In a personal email Dr. Förster did not comment on the statistical analyses because his background in statistics is insufficient to follow the analyses. However, he rejected this scenario as an account for the unusual linearity in his data; “I never changed any means.” Another problem for this account of what could have happened is that dropping cases from the middle group would lower the sample size of this group, but the sample size is always close to n = 20. Moreover, oversampling and dropping of cases would be a QRP that Dr. Förster would remember and could report. Thus, I now agree with the conclusion of the LOWI commission that the data cannot be explained by using QRPs, mainly because Dr. Förster denies having used any plausible QRPs that could have produced his results.
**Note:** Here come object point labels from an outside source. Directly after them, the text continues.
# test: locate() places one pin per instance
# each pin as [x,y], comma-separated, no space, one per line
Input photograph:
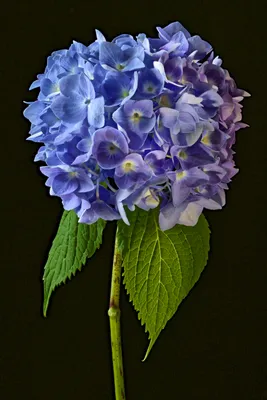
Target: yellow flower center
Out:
[128,166]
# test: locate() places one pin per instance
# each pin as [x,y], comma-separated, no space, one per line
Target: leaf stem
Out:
[114,320]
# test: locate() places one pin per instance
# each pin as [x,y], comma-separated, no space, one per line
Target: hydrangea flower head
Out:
[137,122]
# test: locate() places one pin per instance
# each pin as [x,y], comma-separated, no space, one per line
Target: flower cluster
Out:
[143,122]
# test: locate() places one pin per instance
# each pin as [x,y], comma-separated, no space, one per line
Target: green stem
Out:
[114,320]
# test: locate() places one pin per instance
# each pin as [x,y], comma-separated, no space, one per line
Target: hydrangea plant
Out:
[138,130]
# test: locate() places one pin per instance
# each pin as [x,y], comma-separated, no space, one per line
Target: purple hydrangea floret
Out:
[137,122]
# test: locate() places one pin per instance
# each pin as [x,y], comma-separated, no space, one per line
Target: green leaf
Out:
[160,268]
[73,244]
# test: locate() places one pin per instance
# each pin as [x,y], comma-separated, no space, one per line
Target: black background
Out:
[215,347]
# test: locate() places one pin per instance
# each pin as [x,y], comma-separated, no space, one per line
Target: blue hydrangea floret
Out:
[137,122]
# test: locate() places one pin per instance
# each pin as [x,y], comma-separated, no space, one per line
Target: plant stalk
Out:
[114,320]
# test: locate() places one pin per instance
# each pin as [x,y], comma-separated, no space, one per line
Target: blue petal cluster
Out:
[143,122]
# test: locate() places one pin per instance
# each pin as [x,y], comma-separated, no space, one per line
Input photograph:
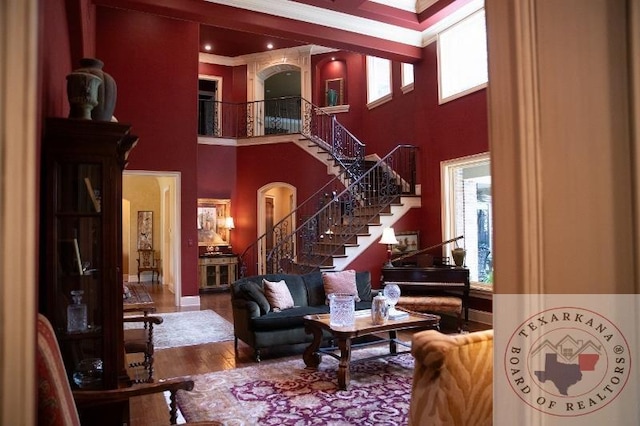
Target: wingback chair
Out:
[452,379]
[57,402]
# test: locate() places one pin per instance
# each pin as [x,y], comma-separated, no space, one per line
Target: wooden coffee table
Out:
[315,324]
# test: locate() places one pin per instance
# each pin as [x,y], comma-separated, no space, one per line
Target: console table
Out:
[138,299]
[426,281]
[216,273]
Some readers may be confused about this conclusion because it may appear to contradict my first blog. However, my first blog merely challenged the claim by the LOWI commission that linearity cannot be explained by QRPs. I found a plausible way in which QRPs could have produced linearity, and these new analyses still suggest that secretive and selective dropping of cases from the middle group could be used to show significant contrasts. Depending on the strength of the original evidence, this use of QRPs would be consistent with the widespread use of QRPs in the field and would not be considered scientific misconduct. As Roy F. Baumeister, a prominent social psychologist put it, “this is just how the field works.” However, unlike Roy Baumeister, who explained improbable results with the use of QRPs, Dr. Förster denies any use of QRPs that could potentially explain the improbable linearity in his results.
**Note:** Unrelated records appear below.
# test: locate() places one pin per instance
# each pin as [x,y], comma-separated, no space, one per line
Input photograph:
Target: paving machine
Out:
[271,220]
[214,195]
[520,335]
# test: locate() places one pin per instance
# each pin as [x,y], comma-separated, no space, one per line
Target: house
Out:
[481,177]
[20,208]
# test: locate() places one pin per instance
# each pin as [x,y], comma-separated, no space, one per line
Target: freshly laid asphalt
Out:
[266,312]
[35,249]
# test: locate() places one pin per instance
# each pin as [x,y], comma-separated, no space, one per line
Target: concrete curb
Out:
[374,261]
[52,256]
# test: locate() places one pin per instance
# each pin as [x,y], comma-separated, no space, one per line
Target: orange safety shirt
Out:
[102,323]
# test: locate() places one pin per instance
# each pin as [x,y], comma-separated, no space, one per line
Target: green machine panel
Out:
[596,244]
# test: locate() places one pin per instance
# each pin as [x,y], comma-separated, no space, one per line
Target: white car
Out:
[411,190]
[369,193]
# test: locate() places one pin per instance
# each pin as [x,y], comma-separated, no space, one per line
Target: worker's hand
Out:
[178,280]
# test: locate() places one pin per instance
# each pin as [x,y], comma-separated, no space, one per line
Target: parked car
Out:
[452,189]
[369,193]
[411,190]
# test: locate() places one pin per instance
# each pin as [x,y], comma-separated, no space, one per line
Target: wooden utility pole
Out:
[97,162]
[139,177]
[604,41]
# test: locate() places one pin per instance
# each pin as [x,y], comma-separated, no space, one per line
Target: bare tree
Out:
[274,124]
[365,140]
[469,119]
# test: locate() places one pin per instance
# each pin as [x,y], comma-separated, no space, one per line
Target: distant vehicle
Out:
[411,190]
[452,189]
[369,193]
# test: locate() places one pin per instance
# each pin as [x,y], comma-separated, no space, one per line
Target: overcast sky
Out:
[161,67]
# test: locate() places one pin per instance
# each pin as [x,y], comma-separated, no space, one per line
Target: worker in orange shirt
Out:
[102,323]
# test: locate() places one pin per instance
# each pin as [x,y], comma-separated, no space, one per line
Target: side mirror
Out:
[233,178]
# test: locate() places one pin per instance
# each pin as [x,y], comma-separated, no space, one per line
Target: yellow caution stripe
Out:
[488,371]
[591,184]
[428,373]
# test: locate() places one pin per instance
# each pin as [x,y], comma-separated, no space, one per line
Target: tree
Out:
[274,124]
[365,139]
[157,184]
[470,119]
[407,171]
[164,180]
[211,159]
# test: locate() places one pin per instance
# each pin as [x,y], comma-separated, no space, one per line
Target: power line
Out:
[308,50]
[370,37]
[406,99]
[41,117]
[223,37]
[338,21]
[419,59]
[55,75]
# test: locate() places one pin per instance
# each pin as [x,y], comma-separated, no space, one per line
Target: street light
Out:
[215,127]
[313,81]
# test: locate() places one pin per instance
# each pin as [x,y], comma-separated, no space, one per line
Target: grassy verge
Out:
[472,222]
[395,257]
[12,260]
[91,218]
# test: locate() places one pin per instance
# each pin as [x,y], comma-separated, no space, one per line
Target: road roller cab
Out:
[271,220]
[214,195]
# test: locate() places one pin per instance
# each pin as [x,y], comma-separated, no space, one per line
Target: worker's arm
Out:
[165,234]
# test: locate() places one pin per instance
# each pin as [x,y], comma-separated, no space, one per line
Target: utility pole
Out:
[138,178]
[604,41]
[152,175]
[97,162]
In conclusion, the following facts have been established with sufficient certainty:
(a) the reported results are too improbable to reflect just true effects and sampling error; they are not credible.
(b) the main problem for a researcher to obtain valid results is the low power of multiple-study articles and the difficulty of demonstrating statistical differences between one control group and two opposite experimental groups.
(c) to avoid reporting non-significant results, a researcher must drop failed studies and selectively drop cases from the middle group to move the mean of the middle group to the middle.
(d) Dr. Förster denies the use of QRPs and he denies data manipulation.
Evidently, the facts do not add up.

The new analyses suggest that there is one simple way for Dr. Förster to show that his data have some validity. The reason is that the comparison of the two experimental groups shows an R-Index of 87%. This implies that there is nothing statistically improbable about the comparison of these data. If these reported results are based on real data, a replication study is highly likely to replicate the mean difference between the two experimental groups. With n = 20 in each cell (N = 40), it would be relatively easy to conduct a preregistered and transparent replication study. However, without further credible evidence the published data lack credible scientific evidence and it would be prudent to retract all articles that show unusual statistical patterns that cannot be explained by the author.